Dekolonisasi Pengetahuan: Catatan Diskusi Kokosan Bersama Bisri Effendi

Diadopsi dari cover buku Dekolonisasi Metodologi

DI INDONESIA banyak sekali peneliti, dosen dan akademisi. Mereka menghasilkan karya ilmiah yang tidak sedikit. Tugas akhir kuliah, penelitian, buku, jurnal ilmiah dan lain-lain. Semua itu membentuk suatu ilmu dan pengetahuan tersendiri. Karena semua penciptanya adalah orang Indonesia, boleh kiranya jika kita sebut saja itu semua sebagai pengetahuan Indonesia.

Pengetahuan Indonesia yang dihasilkan para ilmuwan Indonesia itu, sayangnya masih banyak yang fotokopian, alias hasil jiplakan atau plagiasi dari karya-karya lain. Ataupun kalau tidak, hasil penelitian itu memaksakan teori-teori dari luar. Peneliti hanya berlindung di balik teori-teori besar. Meski sebagian besar tidak klop, akan tetapi realitas di Indonesia tetap “dibaca” dengan teori tersebut. Alhasil, bukan ketersingkapan realitas yang didapat, tapi pemerkosaan realitas.

Patron dari pengetahuan luar yang hadir juga dalam teori-teorinya sering memaksa ilmuwan untuk tidak memihak pada realitasnya sendiri, realitas keindonesiaan yang tentunya berbeda dengan semua realitas di negara lain. Ilmuwan banyak yang tidak mempunyai keberpihakan terhadap realitas keindonesiaan, seperti kebinekaan. Pada akhirnya, ilmu pengetahuan hasil dari proses keilmuan seperti itu hanya menghasilkan semacam pameran seminar tanpa pelaksanaan keseharian. Pengetahuan yang dhasilkan menjadi amat berjarak dengan realitas sebenarnya.

Tak heran jika kemudian masyarakat seringkali mencibir atau bahkan merendahkan setiap ada akademisi atau mahasiswa yang “turun gunung.” Barangkali, cibiran itu berangkat dari pengalaman masyarakat yang menilai bahwa akademisi memang sudah demikian berjarak dengan mereka. Ada gap yang semakin menganga lebar antara kehidupan dan pengetahuan.


Bagaimana tidak? Nyatanya suatu hari saya melihat judul tugas akhir mahasiswa seperti ini: “Rendahnya Tingkat Kesadaran Warga di Daerah X terhadap Kesehatan” untuk menjelaskan banyaknya kobong (jamban) di sungai. Atau “Rendahnya Keinginan Belajar Agama Masyarakat di Daerah X” untuk menjelaskan sepinya kegiatan mengaji di suatu tajug di daerah tertentu. Dan banyak lagi laporan penelitian sejenis yang terus dibiarkan bereproduksi dari tahun ke tahun. Penelitian tanpa ruh yang mencoba keras untuk mendapatakan “objektifitas” tapi kemudian terjebak ke dalam justifikasi-dominasi yang berkedok ilmu pengetahuan.

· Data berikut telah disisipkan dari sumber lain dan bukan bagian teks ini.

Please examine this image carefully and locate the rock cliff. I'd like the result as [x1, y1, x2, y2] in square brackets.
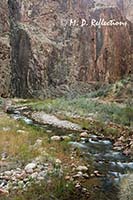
[0, 0, 10, 96]
[0, 0, 133, 98]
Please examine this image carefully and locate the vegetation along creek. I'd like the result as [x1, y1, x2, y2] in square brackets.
[0, 78, 133, 200]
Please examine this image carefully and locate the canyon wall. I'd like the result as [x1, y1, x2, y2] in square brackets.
[0, 0, 133, 98]
[0, 0, 10, 96]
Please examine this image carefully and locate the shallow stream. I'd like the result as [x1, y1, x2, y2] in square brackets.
[11, 110, 133, 198]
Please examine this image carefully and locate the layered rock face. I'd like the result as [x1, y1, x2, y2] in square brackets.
[0, 0, 132, 98]
[0, 0, 10, 96]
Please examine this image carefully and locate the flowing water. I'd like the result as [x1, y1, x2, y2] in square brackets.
[9, 111, 133, 199]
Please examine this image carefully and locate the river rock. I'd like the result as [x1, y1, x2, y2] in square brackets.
[51, 135, 61, 141]
[76, 166, 88, 171]
[80, 132, 89, 138]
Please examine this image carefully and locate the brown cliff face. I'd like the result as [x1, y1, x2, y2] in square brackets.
[0, 0, 10, 96]
[0, 0, 132, 98]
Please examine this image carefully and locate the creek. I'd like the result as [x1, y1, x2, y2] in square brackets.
[11, 110, 133, 198]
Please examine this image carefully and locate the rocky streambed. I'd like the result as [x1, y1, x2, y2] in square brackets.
[0, 106, 133, 198]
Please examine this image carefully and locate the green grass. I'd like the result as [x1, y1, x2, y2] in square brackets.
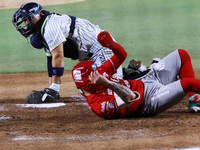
[0, 0, 200, 73]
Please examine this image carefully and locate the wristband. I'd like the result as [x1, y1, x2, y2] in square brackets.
[49, 83, 60, 93]
[47, 57, 52, 77]
[52, 67, 64, 77]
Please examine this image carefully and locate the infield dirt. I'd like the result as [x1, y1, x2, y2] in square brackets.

Tentunya kita juga sering mendengar bahwa profesor A mendapatkan gelarnya dari cara yang tidak benar. Dia memfotokopi karya orang lain dan melegitimasinya sebagai karyanya sendiri. Atau dia memeras akal dan pemikiran mahasiswanya yang kemudian disulap menjadi hasil kontemplasi dan penelitiannya sendiri. Atau juga kita mendengar kejahatan intelektual dengan dibukanya pintu-pintu jasa pembuatan tugas akhir. Wowww. Dan Anda boleh percaya, masih banyak lagi yang lainnya.

Kembali ke masalah keberpihakan kepada realitas, kebijakan politik juga sering mempengaruhi ilmu. Elit politik yang cenderung menginginkan homogenisasi mengaburkan orientasi pengetahuan. Pengetahuan sosial menjadi tidak berbasis pada kerakyatan tapi pada apa yang diinginkan. Demikian yang seperti itu terjadi di Indonesia meskipun jelas hal itu berbahaya.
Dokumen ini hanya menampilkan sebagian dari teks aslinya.